Woordenboek van Populair Taalgebruik

Marc De Coster (2020-2024)

Gepubliceerd op 18-07-2023

neetoor

betekenis & definitie

(19e eeuw) (inf.) plagerig persoon, pestkop. Syn.: neetnek*.

• Maar je bent en blijft toch een dwarskop, een neetoor. (Barend Haar: Gerrit en Hanna: een verhaal voor de jeugd. 1879)
• Een stampvolle zaal; een wat men zoo noemt ‘uitgezocht’ publiek; onder de vertooning groote stille aandacht; en aan het slot uitbundige toejuiching: Bouwmeester driemaal teruggeroepen. Dus een prachtige voorstelling, en wie daarop nu weer wat heeft af te dingen, zal wel een neetoor zijn of een van die ‘empêcheurs de danser en rond’, waarvoor ik zelf indertijd heb gewaarschuwd. (De Gids.
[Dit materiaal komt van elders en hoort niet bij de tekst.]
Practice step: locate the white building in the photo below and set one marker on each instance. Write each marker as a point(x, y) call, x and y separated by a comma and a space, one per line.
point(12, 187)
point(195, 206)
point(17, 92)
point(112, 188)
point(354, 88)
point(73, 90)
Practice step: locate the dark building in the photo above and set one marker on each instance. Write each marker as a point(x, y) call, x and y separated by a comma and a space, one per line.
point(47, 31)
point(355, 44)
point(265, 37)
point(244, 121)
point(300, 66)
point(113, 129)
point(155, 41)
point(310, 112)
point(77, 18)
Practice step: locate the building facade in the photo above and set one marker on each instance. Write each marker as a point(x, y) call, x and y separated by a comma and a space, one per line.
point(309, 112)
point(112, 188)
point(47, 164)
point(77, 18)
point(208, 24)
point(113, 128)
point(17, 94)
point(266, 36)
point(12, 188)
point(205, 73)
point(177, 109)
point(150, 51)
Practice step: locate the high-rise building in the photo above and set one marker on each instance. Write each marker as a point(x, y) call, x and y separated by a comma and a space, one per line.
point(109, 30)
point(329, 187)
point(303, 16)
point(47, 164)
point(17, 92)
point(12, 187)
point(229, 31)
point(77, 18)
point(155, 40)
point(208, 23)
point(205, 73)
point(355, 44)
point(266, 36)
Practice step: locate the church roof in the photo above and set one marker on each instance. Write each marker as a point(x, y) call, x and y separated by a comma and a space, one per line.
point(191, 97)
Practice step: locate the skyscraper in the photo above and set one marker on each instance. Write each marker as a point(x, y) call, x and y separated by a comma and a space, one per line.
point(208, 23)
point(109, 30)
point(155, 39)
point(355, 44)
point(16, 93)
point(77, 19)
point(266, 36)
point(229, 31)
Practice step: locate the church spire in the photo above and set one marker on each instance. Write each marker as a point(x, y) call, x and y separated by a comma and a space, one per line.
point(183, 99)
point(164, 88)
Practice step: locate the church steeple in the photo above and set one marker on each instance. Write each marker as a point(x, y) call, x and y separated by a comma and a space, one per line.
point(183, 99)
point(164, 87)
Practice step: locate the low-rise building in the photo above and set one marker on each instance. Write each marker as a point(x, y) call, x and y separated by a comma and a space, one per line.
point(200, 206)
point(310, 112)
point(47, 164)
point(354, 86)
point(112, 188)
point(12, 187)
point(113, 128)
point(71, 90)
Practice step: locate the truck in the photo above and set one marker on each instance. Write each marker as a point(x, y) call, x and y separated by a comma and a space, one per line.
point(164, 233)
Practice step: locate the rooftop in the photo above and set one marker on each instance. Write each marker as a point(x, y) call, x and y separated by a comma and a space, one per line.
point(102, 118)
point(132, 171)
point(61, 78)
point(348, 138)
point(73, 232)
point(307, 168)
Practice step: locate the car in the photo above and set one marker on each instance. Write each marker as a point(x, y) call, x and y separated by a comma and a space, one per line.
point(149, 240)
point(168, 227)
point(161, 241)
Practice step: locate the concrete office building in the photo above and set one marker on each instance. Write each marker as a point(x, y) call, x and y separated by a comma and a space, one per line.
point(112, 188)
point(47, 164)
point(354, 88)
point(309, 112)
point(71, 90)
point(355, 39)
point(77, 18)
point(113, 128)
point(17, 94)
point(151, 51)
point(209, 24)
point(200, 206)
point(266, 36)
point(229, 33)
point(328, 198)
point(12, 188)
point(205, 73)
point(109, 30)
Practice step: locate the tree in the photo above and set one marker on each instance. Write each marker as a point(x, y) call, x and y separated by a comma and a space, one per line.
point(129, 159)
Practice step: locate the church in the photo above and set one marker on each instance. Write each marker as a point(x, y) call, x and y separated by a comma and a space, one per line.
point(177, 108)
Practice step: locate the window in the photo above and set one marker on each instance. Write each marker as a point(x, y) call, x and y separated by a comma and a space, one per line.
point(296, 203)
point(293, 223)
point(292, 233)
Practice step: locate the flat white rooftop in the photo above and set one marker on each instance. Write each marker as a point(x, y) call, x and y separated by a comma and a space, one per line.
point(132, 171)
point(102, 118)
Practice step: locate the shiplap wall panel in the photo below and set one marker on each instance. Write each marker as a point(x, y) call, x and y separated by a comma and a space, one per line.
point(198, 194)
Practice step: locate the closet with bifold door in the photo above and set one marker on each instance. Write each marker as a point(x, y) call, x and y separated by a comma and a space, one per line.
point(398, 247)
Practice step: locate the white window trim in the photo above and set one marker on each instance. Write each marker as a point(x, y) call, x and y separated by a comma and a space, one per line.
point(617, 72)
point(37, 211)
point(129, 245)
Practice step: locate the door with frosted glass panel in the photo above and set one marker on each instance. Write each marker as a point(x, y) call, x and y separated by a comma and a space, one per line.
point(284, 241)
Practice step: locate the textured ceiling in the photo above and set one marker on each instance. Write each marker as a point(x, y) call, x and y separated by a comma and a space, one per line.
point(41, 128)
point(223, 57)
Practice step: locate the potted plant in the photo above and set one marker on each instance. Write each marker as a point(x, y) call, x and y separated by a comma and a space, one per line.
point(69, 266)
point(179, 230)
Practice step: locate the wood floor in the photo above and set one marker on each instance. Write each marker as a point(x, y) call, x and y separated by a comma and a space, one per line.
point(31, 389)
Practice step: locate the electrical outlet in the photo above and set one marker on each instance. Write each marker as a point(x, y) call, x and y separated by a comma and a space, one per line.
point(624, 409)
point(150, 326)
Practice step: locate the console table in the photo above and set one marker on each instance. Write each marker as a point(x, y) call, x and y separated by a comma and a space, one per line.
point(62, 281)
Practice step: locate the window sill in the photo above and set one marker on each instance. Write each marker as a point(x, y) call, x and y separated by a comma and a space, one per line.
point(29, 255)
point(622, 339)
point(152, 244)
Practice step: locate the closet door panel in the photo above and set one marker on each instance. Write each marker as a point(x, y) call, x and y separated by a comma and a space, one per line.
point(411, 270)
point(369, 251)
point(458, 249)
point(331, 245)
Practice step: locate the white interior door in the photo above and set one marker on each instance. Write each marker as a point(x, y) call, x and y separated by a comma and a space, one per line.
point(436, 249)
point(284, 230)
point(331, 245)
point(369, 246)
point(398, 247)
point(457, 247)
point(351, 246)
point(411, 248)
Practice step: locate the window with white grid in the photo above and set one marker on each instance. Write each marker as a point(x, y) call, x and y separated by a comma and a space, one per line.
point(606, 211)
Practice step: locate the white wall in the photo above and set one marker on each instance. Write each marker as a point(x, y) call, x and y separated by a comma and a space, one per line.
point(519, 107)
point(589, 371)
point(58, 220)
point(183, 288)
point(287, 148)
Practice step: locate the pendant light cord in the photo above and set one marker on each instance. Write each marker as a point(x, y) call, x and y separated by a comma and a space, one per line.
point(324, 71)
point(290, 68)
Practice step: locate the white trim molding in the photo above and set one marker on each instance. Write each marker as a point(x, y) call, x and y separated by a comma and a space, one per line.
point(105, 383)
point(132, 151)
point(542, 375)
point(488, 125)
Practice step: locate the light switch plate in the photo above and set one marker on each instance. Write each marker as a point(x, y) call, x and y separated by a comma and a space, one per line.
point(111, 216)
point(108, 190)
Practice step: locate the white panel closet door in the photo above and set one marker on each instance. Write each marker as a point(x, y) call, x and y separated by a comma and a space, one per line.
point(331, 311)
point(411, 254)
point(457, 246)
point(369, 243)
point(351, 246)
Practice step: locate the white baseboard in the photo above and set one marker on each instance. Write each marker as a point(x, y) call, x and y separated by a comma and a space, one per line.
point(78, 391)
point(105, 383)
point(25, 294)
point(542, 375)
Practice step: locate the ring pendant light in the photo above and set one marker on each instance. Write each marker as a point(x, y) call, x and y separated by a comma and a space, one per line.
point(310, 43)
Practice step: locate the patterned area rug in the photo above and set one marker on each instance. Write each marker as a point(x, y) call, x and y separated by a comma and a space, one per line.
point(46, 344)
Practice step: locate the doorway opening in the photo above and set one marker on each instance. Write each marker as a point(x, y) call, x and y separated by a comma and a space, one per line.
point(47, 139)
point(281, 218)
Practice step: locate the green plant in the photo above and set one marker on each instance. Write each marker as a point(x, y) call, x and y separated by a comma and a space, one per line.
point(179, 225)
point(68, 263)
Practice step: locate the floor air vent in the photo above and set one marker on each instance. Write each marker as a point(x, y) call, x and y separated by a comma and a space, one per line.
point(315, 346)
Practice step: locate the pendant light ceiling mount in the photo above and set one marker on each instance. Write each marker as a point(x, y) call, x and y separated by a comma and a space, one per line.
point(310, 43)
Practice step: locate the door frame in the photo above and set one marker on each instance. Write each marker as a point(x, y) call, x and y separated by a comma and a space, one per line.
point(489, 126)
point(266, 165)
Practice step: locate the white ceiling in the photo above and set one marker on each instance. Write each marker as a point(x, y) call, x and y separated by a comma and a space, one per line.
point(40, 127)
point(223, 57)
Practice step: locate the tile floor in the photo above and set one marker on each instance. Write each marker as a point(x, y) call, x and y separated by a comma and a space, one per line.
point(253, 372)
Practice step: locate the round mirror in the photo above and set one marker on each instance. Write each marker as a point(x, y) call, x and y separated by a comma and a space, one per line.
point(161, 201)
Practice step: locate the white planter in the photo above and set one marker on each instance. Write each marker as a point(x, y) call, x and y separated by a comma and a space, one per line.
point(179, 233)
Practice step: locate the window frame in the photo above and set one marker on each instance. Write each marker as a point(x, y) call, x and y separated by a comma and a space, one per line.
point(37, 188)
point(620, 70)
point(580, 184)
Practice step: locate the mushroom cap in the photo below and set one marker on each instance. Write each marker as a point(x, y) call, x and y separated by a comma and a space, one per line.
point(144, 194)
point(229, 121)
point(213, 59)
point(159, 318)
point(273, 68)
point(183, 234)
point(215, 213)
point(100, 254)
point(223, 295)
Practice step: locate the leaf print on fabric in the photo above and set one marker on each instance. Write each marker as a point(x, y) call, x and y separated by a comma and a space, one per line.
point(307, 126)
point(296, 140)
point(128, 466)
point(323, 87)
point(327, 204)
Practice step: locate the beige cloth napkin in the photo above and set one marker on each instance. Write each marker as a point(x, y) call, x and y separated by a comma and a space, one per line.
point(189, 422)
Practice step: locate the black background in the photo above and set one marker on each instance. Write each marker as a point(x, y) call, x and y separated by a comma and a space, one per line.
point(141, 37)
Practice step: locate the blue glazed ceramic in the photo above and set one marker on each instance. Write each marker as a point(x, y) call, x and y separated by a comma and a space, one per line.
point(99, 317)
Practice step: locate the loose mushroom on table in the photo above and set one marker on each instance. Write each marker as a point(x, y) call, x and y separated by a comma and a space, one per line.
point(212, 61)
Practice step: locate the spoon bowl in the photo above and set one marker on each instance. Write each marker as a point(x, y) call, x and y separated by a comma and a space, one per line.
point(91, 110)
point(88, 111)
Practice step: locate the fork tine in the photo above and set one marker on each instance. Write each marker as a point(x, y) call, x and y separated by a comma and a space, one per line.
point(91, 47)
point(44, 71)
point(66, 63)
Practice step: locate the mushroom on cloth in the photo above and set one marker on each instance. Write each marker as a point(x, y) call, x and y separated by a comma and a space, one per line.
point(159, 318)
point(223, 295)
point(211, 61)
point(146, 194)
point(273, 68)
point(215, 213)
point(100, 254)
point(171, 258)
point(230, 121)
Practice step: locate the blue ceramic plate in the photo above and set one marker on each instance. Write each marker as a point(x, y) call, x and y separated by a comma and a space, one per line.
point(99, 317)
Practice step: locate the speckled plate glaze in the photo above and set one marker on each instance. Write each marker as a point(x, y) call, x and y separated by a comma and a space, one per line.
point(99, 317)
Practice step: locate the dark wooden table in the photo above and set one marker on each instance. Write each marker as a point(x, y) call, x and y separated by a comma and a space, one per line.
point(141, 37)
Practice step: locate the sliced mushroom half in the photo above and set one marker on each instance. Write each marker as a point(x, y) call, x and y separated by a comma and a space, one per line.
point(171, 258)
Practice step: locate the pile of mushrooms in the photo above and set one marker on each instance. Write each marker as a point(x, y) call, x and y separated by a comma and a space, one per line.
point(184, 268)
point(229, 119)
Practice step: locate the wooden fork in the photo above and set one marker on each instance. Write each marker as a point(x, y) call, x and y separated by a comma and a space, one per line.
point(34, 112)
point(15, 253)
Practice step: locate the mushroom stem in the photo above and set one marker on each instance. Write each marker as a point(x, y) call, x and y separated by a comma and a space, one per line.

Jaargang 60. 1896)
• (K. ter Laan: Nieuw Groninger Woordenboek 1924-1929)
• De jongen heette eigenlijk Nestor, maar jarenlang had men hem Neetoor genoemd, een al te gemakkelijke naamspeling, want van een nurk (*) had de stumper niets en een stumper was hij eigenlijk ook helemaal niet.... (Johan Daisne: De wedloop der jeugd. 1964)
• Die neejtoor wit alt iets. Die neetoor weet altijd iets. Die vervelende zeurpiet heeft altijd iets aan te merken. (Cor & Jos Swanenberg: Bij wijze van spreuken. Brabantse spreuken vergaard en verklaard. 2008)
• (Lex Reelick, Cor Swanenberg, drs. Erwin Verzandvoort & Michel Wouters: Bosch woordenboek. 2009)
• (Casper van de Ven: De Brabantse spot- en scheldnamen. 2013)
• ‘Luister, neetoor,’ zei hij, ‘als ge de helft van mijn vet niet weg schildert dan laat ik u aan de hoogste boom opknopen.’ (Walter van den Broeck: Tijl Uilenspiegel. 2022)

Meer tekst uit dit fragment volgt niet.